Smia’s reading of this history is that the pain was never the formatting model; it was the toolchain around it. So Smia keeps the engine and discards the toolchain. There is no XSLT and no intermediate document on disk: the FO is generated programmatically from the same tree every edition shares, theming is the token map from the theming chapter, and the formatter runs inside the one build process.

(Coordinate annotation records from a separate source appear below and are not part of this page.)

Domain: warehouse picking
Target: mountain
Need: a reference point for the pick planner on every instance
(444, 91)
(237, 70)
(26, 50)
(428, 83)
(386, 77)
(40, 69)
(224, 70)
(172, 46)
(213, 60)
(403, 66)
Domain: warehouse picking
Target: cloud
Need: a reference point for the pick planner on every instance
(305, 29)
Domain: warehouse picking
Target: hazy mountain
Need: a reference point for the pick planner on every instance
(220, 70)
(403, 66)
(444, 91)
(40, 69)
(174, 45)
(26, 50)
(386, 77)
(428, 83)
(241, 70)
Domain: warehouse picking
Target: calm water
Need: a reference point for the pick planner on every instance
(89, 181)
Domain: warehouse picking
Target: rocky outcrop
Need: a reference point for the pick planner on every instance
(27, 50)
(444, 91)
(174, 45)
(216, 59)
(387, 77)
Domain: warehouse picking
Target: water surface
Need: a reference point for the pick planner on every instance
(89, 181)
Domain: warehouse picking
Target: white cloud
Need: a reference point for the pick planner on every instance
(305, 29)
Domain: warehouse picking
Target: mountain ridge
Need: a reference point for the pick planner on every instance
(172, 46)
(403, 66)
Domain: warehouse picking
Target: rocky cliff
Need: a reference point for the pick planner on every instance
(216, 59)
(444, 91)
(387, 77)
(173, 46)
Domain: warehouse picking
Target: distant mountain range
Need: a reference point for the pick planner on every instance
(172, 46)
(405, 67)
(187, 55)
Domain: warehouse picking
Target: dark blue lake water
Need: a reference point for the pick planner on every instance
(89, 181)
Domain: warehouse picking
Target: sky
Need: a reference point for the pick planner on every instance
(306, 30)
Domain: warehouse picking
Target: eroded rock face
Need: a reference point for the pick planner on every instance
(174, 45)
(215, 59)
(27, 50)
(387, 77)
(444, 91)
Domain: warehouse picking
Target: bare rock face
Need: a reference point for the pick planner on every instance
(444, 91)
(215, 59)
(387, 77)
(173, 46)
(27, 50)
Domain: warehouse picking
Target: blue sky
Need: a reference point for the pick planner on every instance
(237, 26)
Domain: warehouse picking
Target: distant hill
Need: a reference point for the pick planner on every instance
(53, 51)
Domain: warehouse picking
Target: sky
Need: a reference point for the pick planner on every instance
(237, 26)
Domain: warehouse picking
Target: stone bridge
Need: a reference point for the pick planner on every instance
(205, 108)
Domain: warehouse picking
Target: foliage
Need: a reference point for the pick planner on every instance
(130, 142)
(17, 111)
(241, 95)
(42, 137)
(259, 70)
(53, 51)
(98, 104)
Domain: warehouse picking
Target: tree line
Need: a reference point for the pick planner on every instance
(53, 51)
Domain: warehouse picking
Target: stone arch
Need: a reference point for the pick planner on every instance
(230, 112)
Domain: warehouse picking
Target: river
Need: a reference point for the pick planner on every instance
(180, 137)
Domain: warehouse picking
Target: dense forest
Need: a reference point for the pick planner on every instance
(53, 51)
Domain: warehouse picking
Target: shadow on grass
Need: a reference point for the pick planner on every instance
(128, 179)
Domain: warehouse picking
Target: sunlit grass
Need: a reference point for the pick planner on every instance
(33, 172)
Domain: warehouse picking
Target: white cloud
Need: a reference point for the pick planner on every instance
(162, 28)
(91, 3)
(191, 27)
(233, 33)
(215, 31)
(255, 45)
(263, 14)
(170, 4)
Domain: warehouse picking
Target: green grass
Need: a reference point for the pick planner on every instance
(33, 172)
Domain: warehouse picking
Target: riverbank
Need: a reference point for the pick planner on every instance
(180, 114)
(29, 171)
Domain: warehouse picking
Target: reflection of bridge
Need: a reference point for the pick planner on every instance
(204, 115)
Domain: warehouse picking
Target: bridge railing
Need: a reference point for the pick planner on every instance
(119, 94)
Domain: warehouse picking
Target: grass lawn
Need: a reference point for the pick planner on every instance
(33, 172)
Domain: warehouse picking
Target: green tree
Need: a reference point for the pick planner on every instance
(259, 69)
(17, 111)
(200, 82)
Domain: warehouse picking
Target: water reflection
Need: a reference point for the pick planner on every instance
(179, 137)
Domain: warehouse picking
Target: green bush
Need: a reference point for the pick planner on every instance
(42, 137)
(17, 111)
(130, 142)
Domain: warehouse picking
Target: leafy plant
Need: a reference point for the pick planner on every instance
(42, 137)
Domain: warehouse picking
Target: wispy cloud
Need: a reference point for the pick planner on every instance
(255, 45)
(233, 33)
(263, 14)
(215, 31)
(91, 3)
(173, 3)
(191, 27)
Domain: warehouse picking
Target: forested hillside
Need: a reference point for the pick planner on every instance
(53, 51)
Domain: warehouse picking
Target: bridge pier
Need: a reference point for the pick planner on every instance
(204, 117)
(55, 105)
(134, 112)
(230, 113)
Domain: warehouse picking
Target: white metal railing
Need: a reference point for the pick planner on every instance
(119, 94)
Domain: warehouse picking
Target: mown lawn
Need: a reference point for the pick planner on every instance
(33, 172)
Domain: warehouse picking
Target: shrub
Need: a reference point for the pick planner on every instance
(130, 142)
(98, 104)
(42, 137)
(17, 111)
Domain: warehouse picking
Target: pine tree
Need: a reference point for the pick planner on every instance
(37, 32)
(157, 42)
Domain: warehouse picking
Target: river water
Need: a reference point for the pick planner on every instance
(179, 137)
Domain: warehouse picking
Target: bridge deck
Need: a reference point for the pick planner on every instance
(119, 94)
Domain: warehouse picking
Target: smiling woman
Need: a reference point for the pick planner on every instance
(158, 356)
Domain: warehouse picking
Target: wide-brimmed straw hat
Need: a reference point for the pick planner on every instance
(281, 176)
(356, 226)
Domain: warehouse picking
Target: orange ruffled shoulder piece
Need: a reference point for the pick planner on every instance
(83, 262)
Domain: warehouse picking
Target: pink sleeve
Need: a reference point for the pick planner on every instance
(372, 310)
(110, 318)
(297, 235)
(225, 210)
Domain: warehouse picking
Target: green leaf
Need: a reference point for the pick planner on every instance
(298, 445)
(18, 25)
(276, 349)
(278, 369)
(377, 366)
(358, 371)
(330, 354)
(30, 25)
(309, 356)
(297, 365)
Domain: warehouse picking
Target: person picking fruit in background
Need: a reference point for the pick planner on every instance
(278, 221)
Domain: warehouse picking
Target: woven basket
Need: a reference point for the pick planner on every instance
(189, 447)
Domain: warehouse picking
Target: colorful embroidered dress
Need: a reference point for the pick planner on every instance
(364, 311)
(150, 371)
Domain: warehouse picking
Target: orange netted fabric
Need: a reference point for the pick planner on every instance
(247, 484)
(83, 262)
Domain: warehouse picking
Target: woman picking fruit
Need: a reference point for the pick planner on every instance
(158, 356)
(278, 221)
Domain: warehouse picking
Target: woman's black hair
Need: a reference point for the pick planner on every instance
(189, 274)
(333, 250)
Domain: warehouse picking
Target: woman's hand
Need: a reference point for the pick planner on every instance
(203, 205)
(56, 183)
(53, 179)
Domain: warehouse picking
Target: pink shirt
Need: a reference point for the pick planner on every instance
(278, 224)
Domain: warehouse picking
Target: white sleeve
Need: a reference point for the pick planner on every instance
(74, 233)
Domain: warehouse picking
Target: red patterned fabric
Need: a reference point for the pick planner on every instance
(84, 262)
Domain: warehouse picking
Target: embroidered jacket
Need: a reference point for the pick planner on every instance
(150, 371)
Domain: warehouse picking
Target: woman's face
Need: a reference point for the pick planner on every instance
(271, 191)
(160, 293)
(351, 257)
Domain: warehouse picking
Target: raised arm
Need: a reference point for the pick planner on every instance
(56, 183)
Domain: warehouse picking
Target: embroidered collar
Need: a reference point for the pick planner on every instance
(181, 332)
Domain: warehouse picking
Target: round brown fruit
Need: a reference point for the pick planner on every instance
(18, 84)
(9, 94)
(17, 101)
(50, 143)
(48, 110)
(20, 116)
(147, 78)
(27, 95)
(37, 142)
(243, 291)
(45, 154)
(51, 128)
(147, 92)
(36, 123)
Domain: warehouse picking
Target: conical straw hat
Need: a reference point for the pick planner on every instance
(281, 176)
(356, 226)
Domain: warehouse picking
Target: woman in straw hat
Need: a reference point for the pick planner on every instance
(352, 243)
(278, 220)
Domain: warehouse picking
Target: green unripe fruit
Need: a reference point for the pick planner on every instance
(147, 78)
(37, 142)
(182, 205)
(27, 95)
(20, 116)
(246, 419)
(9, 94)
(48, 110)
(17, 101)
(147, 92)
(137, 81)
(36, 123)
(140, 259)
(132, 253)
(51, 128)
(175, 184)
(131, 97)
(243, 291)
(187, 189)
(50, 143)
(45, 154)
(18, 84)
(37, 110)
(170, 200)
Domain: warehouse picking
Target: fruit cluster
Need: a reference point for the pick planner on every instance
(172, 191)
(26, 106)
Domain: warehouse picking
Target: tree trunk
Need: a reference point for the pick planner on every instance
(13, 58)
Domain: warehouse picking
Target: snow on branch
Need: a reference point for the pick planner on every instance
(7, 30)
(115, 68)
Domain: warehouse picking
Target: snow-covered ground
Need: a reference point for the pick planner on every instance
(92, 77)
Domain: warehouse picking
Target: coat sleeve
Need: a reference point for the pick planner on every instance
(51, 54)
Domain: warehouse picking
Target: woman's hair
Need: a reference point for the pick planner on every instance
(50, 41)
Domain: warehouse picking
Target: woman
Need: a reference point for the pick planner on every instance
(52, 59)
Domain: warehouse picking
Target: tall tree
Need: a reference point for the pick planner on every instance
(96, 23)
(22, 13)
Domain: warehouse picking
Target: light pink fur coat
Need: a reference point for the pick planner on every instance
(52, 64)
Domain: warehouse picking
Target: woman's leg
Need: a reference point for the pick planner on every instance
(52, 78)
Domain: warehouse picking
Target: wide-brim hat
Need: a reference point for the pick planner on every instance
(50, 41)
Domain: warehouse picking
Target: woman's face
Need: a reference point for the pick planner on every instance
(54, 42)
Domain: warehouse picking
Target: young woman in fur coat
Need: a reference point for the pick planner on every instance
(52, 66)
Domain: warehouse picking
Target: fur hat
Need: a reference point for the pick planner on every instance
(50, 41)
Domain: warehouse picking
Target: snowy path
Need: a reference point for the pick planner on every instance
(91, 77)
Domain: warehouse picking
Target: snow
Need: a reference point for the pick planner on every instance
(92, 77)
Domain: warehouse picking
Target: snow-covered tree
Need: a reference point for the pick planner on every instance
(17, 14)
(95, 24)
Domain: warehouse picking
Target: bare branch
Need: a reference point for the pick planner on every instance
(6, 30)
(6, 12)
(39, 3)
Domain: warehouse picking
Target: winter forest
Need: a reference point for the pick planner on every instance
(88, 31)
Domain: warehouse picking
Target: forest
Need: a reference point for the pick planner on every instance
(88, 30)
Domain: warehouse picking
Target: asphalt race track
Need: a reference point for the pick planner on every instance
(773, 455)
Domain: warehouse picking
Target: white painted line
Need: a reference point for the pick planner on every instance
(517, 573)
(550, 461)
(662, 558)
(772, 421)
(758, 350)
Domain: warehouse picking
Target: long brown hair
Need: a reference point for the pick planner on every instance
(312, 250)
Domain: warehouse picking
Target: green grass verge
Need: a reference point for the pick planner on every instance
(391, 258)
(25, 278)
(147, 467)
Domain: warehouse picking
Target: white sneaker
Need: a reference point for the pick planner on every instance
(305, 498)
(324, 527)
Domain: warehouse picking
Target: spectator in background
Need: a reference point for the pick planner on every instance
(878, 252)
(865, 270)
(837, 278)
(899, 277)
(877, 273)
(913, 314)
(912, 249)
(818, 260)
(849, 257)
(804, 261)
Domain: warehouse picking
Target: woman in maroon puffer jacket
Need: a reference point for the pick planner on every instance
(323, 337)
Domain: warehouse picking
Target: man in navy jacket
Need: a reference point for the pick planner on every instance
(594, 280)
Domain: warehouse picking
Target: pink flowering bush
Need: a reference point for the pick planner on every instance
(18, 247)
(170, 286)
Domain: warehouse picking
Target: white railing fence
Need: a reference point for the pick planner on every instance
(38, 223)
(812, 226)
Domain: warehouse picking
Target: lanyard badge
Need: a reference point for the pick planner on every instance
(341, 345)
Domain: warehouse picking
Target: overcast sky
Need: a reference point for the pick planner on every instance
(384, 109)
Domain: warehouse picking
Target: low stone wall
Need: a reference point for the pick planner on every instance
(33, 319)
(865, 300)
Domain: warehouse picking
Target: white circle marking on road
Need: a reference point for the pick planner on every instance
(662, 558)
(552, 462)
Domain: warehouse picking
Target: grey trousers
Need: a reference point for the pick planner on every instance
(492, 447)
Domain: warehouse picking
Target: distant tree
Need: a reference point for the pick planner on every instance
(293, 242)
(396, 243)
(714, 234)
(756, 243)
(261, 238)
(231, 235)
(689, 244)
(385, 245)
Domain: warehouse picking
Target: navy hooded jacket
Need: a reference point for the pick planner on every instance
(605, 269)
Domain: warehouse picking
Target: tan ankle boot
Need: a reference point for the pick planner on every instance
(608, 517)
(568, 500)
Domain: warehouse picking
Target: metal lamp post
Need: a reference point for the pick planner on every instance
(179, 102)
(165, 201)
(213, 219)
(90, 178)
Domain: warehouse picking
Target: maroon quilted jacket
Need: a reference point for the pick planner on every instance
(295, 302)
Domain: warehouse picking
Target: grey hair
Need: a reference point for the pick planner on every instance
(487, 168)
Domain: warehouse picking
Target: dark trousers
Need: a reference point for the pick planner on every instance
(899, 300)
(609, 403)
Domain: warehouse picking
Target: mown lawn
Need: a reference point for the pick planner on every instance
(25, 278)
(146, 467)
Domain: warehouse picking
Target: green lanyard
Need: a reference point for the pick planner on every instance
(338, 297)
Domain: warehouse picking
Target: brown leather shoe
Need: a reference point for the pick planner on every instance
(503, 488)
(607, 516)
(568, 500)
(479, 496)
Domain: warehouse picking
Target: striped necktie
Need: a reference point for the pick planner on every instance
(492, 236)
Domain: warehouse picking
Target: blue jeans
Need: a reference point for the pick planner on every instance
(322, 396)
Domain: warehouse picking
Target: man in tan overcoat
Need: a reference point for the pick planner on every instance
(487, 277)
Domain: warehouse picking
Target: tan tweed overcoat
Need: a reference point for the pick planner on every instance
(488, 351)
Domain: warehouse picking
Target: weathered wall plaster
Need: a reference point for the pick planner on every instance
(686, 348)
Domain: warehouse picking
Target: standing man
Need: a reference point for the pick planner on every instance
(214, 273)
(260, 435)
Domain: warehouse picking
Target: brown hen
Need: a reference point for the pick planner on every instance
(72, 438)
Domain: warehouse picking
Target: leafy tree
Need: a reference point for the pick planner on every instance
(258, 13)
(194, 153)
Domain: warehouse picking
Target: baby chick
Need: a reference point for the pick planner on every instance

The specification’s history shapes the bet as well. The W3C stopped at an XSL-FO 2.0 working draft in January 2012, and the working group has closed; XSL 1.1 is the final Recommendation. A frozen specification is a liability for an authoring format and an asset for an internal representation: a finished, stable compile target, whose living dependency is the formatter rather than the spec. The FO backend also sits behind the same pure-transform seam as the HTML editions, so the architecture is not married to one formatter; a different page engine, should one earn the place, would be a backend beside it rather than a rewrite beneath it.
Determinism
Identical inputs produce equivalent output. Smia serializes FO without pretty-printing, so white-space="pre" survives, emits attributes in sorted order, and pins FOP’s document metadata. Two builds of the same manuscript agree on pages, text, and bookmarks.
Styling without CSS
XSL-FO has no CSS cascade: every block carries its own properties. Styling is therefore a style map from tag to FO properties, derived from the tokens and the edition’s page layout and applied as the sugar expands. There is no stylesheet language to learn beyond the tokens in the theming chapter.
No JavaScript required
The site edition treats JavaScript the way print treats it: the reading experience cannot depend on it. A default build ships none at all. Every scripted feature is an opt-in island layered as progressive enhancement over a page that already works: search over a plain form with a static fallback, the dark toggle and reader preferences over a stylesheet that already follows the system setting, keyboard shortcuts over visible controls. The same discipline holds for layout: the sidebar’s narrow-screen contents fold is a native details element the browser opens and closes itself, not a scripted menu. Each island is ClojureScript, and the build compiles its bundle on demand the first site build that needs it. The compiler is an ordinary Maven dependency, bundled in the packaged jar and behind the optional :cljs alias on the Clojure CLI track. Nothing compiled is committed; building a book runs no Node and no JavaScript toolchain, and the build stays a single JVM process.
Packaging
The standalone tool is one full jar over a system JVM: the smia command the package managers install is a small wrapper around java -jar smia.jar. The jar bundles everything optional except the Groovy and Kotlin evaluators, trading some download size for a tool with no setup steps after install. There is no native binary, by constraint rather than choice: FOP renders through the JVM’s graphics stack, which ahead-of-time native compilation does not carry across platforms, and the island compiler evaluates code at runtime. A Java runtime stays a prerequisite rather than being bundled into per-platform installers; the package managers declare a JDK dependency and install one alongside the jar. For Clojure developers none of this applies: Smia is an ordinary git dependency, and the commands chapter describes that track.
Chapters are programs
A .clj chapter is a file whose value is its last form, so a chapter can compute its content: read a real source file, build a table from data, or factor out helpers. The trade-off is explicit. Building such a book runs the author’s code, so you build only manuscripts you trust. A Markdown chapter, by contrast, is read as data.